Tuesday, 12 February 2008

When PHP string comparions go wrong

I'm a little ashamed to admit that I didn't know about this before, but I've just never come across it. When PHP compares two strings it converts them to integers if they both appear to be numbers, unless you use the === operator to compare types as well. The comparison operator docs state:

If you compare an integer with a string, the string is converted to a number. If you compare two numerical strings, they are compared as integers. These rules also apply to the switch statement.

Keeping that in mind, take a look at this code:
if ('000E00080001' == '000E0008') {
echo 'equal';
}
This statement evaluates to TRUE, but I wasn't sure why.

Even reading the comparison operator docs doesn't make it clear, but it does link off to a very important piece of information about strings. In particular, the section on string conversion to numbers states:
The string will evaluate as a float if it contains any of the characters '.', 'e', or 'E'. Otherwise, it will evaluate as an integer.

And the truth shall set you free!

The letter "e" in my two strings is considered part of the exponent of a number. In both cases, the number is "0" followed by an exponent. When PHP compares those two strings, it compares them as "zero to the power of ..." because they are both considered numbers. So in this case, it is comparing zero with zero and finding it is TRUE.

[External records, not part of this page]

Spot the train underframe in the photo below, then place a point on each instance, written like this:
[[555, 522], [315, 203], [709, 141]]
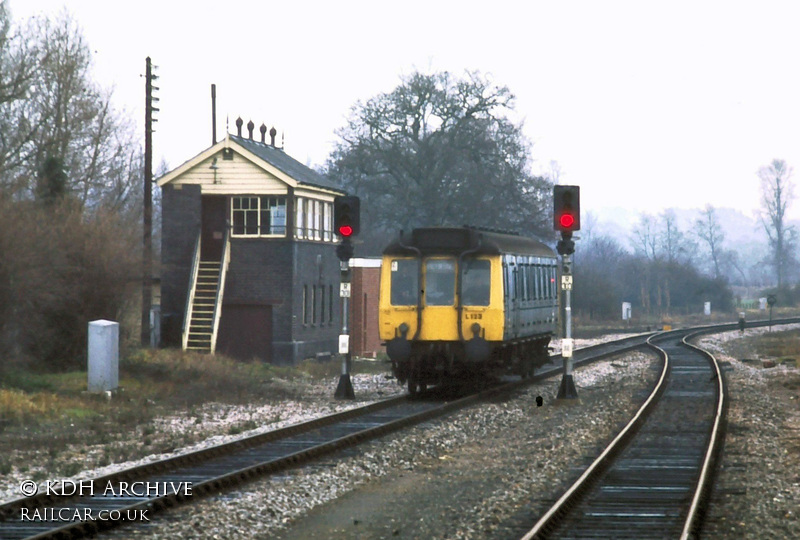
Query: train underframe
[[436, 362]]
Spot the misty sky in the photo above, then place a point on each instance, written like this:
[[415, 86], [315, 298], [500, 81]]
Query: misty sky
[[645, 105]]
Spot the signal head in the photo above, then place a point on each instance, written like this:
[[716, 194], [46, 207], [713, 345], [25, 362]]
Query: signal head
[[566, 208], [346, 214]]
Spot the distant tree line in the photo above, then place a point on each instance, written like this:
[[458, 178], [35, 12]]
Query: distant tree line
[[69, 204], [440, 150]]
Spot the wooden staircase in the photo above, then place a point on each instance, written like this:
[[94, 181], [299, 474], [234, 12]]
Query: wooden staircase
[[201, 319]]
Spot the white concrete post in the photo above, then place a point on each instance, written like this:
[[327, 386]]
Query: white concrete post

This also works with decimal points. This evaluates to TRUE as well:
if ('0000.' == '0000.0') {
echo 'equal';
}
And just to confirm what is going on, adding a character that is not considered part of a number results in the expected behavior. This evaluates to FALSE because PHP no longer considers these values numbers:
if ('000E000F0001' == '000E000F') {
echo 'equal';
}
And, if the initial portion of our number is not zero, the exponent modifies the value. We are no longer comparing "zero to the power of ..." (which is always zero) in the following example; we are comparing "one to the power of ...", so it evaluates to FASLE:
if ('001E00080001' == '001E0008') {
echo 'equal';
}
So what is the solution? You can either use strcmp() to compare your strings, or use the === operator to compare types as well. When PHP compares types, it will not try and convert strings to numbers.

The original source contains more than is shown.